[DIGITAL Business Africa] – Le navire Autorité de Régulation des Télécommunications/TIC de Côte d’Ivoire (ARTCI) a un nouvel équipage. Composé de sept membres, il devra assurer la gestion technique, administrative et financière de l’ARTCI en plus de définir et d’appliquer les modalités d’organisation du travail.
Le Conseil de régulation est composé de 7 membres dont un président pour une durée de 6 ans non renouvelable. Ces membres sont choisis en raison de leur probité, de leurs qualifications et compétences avérées dans le domaine des technologies de l’information et de la communication suite à une procédure transparente conduite sous la responsabilité du ministère en charge des Télécommunications/TIC.
C’est ce jeudi 7 mai 2026 que le président du Conseil de régulation, Roger Adom, et ses collaborateurs ont pris fonction après avoir prêté serment au Palais de justice, en présence de hautes autorités administratives et institutionnelles. De nouveaux visages font leur entrée au sein du Conseil. Notamment Isaac Gnamba-Yao, Laure Besse et Coulibaly Nibe.
Selon l’ ARTCI, par cette prestation de serment, les membres du Conseil traduisent leur engagement à accompagner les missions de l’ARTCI dans le renforcement d’une régulation transparente, efficace et adaptée aux enjeux du numérique en Côte d’Ivoire.

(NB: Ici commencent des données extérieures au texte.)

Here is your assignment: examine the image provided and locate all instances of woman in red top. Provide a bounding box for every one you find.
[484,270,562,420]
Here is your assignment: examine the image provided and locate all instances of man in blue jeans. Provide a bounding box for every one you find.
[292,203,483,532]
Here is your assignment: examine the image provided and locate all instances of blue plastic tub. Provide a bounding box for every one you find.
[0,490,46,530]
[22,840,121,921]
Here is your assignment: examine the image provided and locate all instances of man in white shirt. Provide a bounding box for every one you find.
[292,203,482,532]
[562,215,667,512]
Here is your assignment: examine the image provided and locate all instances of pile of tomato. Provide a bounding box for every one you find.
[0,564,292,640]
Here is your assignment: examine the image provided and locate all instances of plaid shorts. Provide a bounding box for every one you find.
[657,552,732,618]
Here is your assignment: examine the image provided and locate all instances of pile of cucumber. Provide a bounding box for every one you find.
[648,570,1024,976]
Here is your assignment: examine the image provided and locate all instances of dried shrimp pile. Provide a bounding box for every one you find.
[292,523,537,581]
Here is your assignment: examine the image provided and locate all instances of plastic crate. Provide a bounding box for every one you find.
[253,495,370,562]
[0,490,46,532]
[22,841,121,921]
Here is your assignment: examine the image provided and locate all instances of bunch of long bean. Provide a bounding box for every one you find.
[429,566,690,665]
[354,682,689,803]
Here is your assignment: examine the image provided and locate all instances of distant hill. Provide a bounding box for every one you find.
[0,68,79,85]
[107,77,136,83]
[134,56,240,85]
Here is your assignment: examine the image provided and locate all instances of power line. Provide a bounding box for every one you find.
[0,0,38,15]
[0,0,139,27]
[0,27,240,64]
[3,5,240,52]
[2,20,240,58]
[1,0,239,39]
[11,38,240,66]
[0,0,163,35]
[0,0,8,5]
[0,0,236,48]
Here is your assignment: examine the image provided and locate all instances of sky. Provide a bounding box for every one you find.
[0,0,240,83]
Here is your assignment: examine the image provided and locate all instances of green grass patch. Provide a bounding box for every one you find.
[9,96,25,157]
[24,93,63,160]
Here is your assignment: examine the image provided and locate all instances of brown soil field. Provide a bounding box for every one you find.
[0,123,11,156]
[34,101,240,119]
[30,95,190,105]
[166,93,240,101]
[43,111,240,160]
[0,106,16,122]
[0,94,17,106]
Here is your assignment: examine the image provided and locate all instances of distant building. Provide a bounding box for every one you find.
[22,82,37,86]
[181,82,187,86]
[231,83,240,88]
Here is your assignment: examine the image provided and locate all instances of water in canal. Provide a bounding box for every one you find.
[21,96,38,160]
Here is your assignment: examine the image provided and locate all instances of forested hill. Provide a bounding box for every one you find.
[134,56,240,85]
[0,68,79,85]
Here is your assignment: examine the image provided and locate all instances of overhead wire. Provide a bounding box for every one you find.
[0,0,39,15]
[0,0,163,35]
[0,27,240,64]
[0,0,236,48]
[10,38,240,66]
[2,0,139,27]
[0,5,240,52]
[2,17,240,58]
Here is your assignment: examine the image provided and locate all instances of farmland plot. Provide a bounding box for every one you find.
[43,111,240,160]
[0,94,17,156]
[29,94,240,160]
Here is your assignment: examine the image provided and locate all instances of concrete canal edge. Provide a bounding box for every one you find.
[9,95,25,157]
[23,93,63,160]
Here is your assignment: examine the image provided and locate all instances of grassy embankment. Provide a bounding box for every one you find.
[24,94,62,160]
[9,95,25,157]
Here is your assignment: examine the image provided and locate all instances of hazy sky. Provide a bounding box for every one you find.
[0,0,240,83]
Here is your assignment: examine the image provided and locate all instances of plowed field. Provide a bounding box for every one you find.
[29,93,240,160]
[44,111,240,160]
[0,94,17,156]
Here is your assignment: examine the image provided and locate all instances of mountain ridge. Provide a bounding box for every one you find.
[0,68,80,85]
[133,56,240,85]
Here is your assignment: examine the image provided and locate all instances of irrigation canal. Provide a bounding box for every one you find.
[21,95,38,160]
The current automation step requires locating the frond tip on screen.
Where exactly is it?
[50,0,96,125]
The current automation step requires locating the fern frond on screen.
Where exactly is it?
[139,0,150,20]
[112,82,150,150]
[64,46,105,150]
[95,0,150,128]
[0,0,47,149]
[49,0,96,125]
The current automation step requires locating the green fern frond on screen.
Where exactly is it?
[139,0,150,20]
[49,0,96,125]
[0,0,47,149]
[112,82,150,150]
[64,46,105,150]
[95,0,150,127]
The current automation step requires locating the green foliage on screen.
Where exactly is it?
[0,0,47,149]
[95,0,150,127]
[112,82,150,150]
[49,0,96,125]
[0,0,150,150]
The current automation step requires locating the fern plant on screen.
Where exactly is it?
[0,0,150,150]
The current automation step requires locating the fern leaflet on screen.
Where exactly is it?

Les missions clés de l’ARTCI
Le régulateur des télécommunications ivoirien a des missions. En voici quelques unes :
• Régulation sectorielle : Faire appliquer les lois et règlements des télécommunications/TIC et de la poste.
• Gestion des licences : Instruire les demandes de licences et préparer les procédures d’attribution pour les opérateurs.
• Contrôle du marché : Veiller à la concurrence et surveiller le marché de la téléphonie mobile.
• Protection des consommateurs : Garantir le respect des obligations des opérateurs envers les usagers.
• Gestion des ressources : Définir les règles d’interconnexion et de partage des infrastructures.
Depuis le 30 avril 2025, l’ARTCI a transféré ses missions de cybersécurité et de confiance numérique à l’ANSSI-CI.